By Mike Bires
When Willie Parker reports to training camp, he figures to be in the best shape of his life. He has to be in tip-top condition in order to take on the challenges he’ll face this year.
In the what-can-you-do-for-me-now world that is the National Football League, Parker has reached a crossroad.
He’s now in his sixth pro season, which, considering the short career span of most NFL running backs, may suggest his best days are behind him.
He’s coming off his worst season since becoming the Steelers’ starter in 2005.
He sees in his rear-view mirror the presence of Rashard Mendenhall, a talented first-round pick in the 2008 NFL Draft who seems fully recovered from a broken shoulder that ended his rookie season.
And he’s well aware that the Steelers have shown little interest so far in extending his stay in Pittsburgh. Parker is in the last year of his contract.

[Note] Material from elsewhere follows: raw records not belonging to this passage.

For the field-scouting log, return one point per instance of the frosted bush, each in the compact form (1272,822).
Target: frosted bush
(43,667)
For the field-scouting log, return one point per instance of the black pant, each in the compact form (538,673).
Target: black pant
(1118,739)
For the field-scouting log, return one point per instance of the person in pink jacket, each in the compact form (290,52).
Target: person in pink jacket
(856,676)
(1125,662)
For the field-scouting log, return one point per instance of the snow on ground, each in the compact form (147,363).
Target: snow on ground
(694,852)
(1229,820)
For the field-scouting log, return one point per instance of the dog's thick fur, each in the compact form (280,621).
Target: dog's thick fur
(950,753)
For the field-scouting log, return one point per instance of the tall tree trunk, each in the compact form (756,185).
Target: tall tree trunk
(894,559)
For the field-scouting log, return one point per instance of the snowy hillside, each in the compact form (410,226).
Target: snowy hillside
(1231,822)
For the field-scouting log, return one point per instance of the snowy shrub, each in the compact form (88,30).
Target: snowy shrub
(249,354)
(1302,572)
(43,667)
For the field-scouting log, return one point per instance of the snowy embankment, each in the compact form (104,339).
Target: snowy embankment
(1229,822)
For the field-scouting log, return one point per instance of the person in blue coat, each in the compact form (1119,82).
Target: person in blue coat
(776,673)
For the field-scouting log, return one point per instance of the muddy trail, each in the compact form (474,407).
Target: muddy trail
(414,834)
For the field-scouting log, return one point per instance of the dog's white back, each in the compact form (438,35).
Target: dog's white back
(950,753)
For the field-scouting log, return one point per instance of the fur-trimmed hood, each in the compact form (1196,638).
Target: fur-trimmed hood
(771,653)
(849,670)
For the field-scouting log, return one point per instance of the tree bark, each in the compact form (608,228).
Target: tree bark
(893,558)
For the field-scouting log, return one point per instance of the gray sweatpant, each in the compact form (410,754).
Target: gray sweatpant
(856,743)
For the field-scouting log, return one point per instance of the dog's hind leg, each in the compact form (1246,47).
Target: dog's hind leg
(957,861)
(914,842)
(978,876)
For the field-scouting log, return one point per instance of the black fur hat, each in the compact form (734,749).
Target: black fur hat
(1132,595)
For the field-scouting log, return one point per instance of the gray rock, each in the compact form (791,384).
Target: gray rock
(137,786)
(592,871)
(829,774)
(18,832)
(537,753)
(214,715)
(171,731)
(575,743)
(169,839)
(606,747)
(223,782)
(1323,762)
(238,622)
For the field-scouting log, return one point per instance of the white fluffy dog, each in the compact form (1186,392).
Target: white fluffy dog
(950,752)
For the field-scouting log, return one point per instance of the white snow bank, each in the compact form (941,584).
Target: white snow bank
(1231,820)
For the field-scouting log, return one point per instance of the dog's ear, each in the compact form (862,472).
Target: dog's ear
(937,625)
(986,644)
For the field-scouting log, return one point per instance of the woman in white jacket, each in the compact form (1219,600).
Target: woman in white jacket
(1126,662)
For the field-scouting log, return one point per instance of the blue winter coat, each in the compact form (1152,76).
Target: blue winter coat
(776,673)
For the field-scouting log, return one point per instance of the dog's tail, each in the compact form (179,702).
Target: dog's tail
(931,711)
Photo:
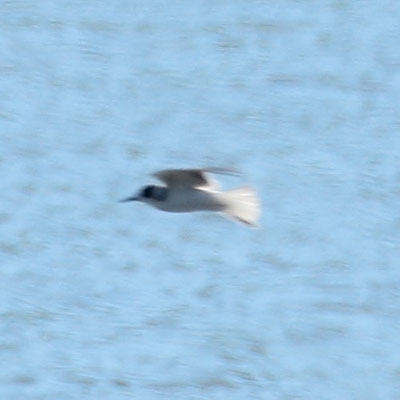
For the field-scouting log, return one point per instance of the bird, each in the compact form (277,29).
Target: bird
(188,190)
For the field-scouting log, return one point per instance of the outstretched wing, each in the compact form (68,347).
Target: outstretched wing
(198,178)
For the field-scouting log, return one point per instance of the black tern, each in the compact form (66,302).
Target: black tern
(188,190)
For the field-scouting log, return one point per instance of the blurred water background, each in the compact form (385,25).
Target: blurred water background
(106,300)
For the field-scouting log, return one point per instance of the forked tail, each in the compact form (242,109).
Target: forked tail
(243,205)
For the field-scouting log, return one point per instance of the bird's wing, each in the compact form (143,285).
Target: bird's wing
(197,178)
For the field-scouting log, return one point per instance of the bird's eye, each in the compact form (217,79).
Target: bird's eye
(147,192)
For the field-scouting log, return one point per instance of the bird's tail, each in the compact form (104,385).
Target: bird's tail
(243,205)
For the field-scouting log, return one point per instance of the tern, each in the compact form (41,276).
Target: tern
(188,190)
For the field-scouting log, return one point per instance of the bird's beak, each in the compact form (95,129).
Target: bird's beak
(131,198)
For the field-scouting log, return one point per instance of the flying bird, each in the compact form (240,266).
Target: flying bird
(187,190)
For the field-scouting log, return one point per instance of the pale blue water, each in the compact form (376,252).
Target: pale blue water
(106,300)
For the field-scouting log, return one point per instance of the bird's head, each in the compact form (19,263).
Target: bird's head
(150,194)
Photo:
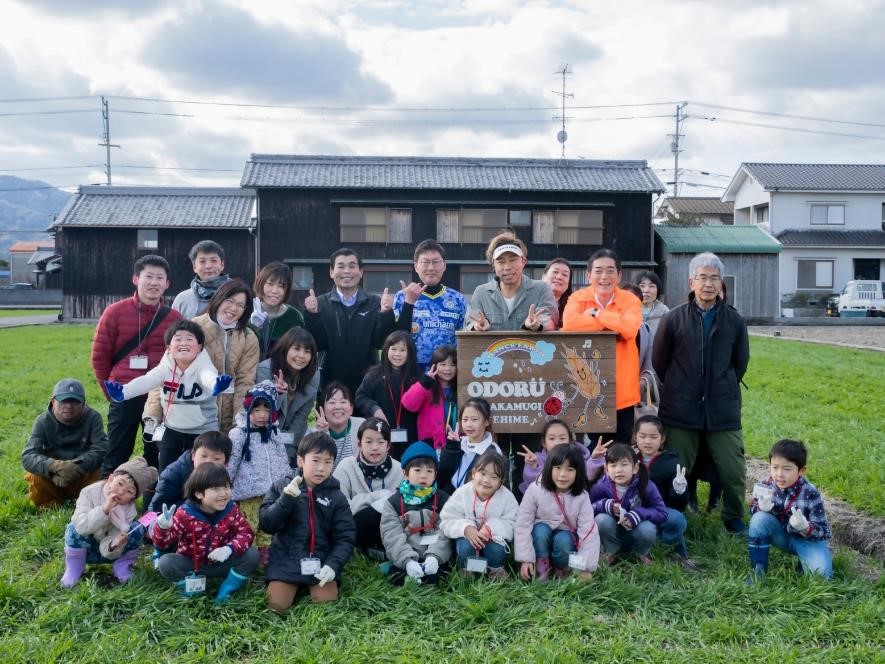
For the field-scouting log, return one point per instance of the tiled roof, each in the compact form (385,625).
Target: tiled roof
(329,172)
(818,177)
(699,205)
(159,207)
(831,238)
(743,239)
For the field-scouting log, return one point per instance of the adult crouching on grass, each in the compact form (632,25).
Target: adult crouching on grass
(66,447)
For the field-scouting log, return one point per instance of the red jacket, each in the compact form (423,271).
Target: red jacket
(191,526)
(118,324)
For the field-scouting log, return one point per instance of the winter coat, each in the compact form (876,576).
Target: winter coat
(351,336)
(287,519)
(374,393)
(488,299)
(193,409)
(455,464)
(701,381)
(294,406)
(539,506)
(403,526)
(649,507)
(120,323)
(431,416)
(661,471)
(190,524)
(84,442)
(90,520)
(170,487)
(464,509)
(269,461)
(622,315)
(355,488)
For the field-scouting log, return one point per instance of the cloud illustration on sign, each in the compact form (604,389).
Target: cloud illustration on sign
(487,365)
(542,353)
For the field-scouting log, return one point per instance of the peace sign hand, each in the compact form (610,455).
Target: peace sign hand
(680,484)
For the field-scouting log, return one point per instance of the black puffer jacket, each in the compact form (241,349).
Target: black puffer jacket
(287,519)
(701,382)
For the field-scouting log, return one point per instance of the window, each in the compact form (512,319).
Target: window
(827,214)
(567,227)
(469,225)
(376,225)
(147,239)
(814,274)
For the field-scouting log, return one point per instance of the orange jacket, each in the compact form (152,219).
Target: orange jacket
(624,316)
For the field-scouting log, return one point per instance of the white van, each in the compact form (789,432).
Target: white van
(862,298)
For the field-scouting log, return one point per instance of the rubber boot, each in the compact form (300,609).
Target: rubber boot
(75,565)
(231,584)
(124,564)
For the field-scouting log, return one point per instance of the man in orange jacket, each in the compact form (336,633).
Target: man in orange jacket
(603,306)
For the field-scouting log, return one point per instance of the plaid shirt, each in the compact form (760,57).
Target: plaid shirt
(804,495)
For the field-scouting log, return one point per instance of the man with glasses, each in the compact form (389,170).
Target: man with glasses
(701,352)
(66,447)
(437,311)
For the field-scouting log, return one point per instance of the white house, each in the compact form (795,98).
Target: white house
(829,219)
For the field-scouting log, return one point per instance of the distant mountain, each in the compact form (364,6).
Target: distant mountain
(25,206)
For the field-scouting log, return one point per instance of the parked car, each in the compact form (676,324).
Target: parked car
(862,298)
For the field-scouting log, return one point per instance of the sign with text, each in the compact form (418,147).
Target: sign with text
(532,378)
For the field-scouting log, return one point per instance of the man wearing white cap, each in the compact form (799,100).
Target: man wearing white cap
(511,301)
(66,447)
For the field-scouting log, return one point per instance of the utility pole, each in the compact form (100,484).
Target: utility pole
(106,137)
(674,146)
(562,136)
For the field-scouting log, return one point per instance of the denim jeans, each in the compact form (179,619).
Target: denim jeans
(814,555)
(672,531)
(554,544)
(494,553)
(616,538)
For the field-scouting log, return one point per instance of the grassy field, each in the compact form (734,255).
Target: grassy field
(625,614)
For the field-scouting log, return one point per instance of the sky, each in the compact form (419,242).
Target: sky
(196,86)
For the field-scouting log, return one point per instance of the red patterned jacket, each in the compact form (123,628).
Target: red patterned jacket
(191,527)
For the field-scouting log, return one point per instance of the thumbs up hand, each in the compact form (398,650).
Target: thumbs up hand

Could this possibly be Parker’s last season with the Steelers?
“That (contract stuff) will take care of itself,” Parker said after one of the mini-camp practices this spring. “Whatever happens, happens. I’m just getting ready for this season. I have to make the best of it.”
Parker, who turns 29 on Nov. 11, experienced a season of highs and lows in 2008.
The good part, obviously, was playing for a Super Bowl champion for the second time in his pro career.
The bad part, however, was an injury-riddled season that left Parker 209 yards shy of his fourth straight 1,000-yard performance. Knee and shoulder problems kept him out of five games.
Then late in the year, Parker was universally criticized after complaining that the Steelers’ struggling running attack was wrongly de-emphasizing the role of the fullback.
“The issue for us is, has been and will continue to be winning,” coach Mike Tomlin said after hearing of Parker’s remarks. “That’s my interpretation of Steelers football. Every morning when I come to work, I walk past five Lombardi trophies (symbolic of Super Bowl victory), not five rushing titles. The issue is winning.”
The Steelers, of course, would go on to win their sixth Lombardi in thrilling fashion. There were several fantastic finishes, including the 27-23 come-from-behind win over the Arizona Cardinals in Super Bowl XLIII.
For his part, Parker finished 26th in the league with 791 rushing yards. He did have four 100-yard games, but only one against a team that would make the playoffs.
He did rush for 146 yards in an AFC divisional-round playoff game against the San Diego Chargers, but only 47 in the AFC championship against the Baltimore Ravens and only 53 in the Super Bowl.
His regular-season average of 3.8 yards per carry was his lowest since becoming a starter in 2005.
“It was a great season for the team,” Parker said. “But I’m coming off a bad season for me personally.”
This season, Parker will be paid $3.335 million. It could be the last time he ever makes that kind of money.
With big things expected of Mendenhall and third-down back Mewelde Moore capable of running with the football, Parker’s role may diminish.
Then again, if “Fast Willie” can stay healthy and regain his form of 2005-2007 when he averaged 1,337 yards per season, his chances of avoiding free agency next season and re-signing with the Steelers would likely improve.
“I love to compete and I know Rashard is going to push me,” Parker said. “It’s like I told him last year, ‘Push me. Push me. And I’ll push you.’ I think we can help each other.”
For his part, Parker promises to be ready.
“I feel great,” he said during mini-camp. “I’m heading in the right direction.”